A few weeks ago I posted a recipe on Cooking with Anne for Philly Steve'steak, a friend's recipe for really awesome cheesesteaks. Ever since then I've been wanting to turn cheesesteaks into soup.
I made this on Sunday when my brother Mike and his girlfriend Betty were here. They thought it was great, and so did I!

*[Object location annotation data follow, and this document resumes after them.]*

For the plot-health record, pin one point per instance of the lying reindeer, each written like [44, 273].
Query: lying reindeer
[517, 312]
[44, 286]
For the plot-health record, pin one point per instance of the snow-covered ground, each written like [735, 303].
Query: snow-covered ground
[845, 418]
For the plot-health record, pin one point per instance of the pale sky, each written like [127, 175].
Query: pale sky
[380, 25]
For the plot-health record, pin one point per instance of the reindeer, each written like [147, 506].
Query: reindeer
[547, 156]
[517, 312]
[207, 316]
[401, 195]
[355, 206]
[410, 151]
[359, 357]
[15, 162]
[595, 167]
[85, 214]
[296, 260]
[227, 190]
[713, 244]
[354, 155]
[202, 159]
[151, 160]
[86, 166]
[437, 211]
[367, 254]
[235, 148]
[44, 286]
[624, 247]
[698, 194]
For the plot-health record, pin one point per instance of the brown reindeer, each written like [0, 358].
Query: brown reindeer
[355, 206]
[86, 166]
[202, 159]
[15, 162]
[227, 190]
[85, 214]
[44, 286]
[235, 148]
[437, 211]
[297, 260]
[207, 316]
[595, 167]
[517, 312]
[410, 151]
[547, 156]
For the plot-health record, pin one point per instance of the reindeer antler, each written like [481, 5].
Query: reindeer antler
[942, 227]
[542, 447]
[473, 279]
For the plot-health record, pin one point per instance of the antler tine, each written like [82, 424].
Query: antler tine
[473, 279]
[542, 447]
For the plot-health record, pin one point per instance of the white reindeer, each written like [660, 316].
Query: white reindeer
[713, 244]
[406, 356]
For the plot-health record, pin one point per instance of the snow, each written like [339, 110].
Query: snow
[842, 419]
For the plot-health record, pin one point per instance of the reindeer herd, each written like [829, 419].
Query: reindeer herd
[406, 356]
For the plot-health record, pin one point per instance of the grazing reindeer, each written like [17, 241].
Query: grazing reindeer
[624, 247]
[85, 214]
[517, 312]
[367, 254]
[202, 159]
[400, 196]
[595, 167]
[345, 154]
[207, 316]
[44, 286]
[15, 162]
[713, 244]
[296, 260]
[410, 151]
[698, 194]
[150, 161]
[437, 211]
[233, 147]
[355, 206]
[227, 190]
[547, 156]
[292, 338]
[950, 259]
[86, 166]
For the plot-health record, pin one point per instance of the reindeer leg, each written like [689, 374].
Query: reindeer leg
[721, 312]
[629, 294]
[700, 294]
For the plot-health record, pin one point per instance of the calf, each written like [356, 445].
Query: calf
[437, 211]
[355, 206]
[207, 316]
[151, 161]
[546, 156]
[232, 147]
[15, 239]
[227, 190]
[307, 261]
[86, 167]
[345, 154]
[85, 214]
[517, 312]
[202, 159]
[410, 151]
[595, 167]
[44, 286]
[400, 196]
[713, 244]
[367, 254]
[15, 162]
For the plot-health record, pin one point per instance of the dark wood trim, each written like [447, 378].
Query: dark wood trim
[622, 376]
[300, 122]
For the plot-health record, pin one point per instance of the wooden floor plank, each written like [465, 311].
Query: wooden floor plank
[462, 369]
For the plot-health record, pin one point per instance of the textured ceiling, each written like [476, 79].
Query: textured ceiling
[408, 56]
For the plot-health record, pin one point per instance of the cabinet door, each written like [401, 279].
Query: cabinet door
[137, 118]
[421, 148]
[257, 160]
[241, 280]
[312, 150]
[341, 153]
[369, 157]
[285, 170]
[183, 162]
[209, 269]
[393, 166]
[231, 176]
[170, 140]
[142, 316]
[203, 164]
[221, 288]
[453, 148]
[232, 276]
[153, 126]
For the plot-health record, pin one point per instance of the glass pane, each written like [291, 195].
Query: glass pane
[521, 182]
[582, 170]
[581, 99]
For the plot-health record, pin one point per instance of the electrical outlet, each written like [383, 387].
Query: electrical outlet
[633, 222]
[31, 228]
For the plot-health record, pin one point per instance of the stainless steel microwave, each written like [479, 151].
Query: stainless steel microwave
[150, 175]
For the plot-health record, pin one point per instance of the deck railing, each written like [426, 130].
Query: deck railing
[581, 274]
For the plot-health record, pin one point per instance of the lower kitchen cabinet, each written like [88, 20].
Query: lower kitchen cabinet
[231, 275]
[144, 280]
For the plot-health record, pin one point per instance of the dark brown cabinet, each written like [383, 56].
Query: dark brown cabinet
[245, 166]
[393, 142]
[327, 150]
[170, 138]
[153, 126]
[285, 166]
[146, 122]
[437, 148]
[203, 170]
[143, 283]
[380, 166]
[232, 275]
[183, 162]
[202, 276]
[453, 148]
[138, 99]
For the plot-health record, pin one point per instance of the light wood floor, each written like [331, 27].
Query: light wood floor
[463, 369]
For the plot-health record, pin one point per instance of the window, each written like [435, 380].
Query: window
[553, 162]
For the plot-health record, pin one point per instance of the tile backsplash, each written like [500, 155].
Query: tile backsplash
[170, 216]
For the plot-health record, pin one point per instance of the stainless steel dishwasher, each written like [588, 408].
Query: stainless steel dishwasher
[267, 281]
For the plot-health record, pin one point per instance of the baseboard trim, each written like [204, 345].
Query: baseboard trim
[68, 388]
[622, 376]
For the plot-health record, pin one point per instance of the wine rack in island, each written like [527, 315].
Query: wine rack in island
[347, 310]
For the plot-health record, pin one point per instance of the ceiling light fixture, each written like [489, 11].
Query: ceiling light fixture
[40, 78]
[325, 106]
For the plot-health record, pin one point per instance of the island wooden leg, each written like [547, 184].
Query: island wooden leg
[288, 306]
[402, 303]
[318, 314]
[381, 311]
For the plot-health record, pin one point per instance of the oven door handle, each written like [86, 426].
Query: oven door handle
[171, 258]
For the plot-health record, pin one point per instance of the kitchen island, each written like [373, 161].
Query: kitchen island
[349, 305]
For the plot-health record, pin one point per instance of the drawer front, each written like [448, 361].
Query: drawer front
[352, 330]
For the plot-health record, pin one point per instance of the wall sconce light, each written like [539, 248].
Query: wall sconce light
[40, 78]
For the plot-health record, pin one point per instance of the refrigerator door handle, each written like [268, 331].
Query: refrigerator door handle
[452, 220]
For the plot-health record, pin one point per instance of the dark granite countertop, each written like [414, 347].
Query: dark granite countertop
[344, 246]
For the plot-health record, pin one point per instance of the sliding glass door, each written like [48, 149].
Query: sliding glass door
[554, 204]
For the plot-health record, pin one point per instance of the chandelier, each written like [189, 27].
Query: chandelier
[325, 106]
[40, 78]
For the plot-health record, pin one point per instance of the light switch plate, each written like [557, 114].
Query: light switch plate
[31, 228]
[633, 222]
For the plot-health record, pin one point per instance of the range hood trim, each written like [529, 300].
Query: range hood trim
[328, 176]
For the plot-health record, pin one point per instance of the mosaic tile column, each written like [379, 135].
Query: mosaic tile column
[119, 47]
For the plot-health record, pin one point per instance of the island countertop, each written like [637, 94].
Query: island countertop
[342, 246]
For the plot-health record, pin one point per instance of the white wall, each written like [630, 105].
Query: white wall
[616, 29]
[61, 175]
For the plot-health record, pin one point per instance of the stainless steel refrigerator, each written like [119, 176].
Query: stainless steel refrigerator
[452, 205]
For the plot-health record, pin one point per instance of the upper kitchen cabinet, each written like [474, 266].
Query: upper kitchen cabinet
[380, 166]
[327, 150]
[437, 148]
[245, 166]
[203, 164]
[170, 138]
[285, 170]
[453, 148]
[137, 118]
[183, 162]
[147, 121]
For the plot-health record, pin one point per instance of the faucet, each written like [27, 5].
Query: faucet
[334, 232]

This is similar to French Onion Soup - but I stopped short of it because that particular soup is so delicious in its own right that I want to post about it as well someday soon; besides, I have a story to go with it!
Philly Cheesesteak Soup
2 Tablespoons olive oil
1 large sweet onion, sliced thinly
1 large green pepper, slide thinly
4 cups beef stock or broth
1 teaspoon freshly ground black pepper
1 clove garlic - minced
1 teaspoon tomato paste
1 pound sandwich steaks - sliced into thin strips (NOT the pressed fake meat type)
4 thick slices Italian or French bread
8 ounces shredded provolone cheese
1. Saute onion and pepper in olive oil until onions begin to caramelize.
2. Add sandwich steak strips and cook until no longer pink and beginning to brown.
3. Stir in garlic, tomato paste, pepper and stock. Simmer until heated through.
4. Salt to taste.
5. Toast bread slices in the oven until lightly browned.
6. Ladle soup into bowls and top with crouton and cheese - place under broiler and heat until cheese is melted.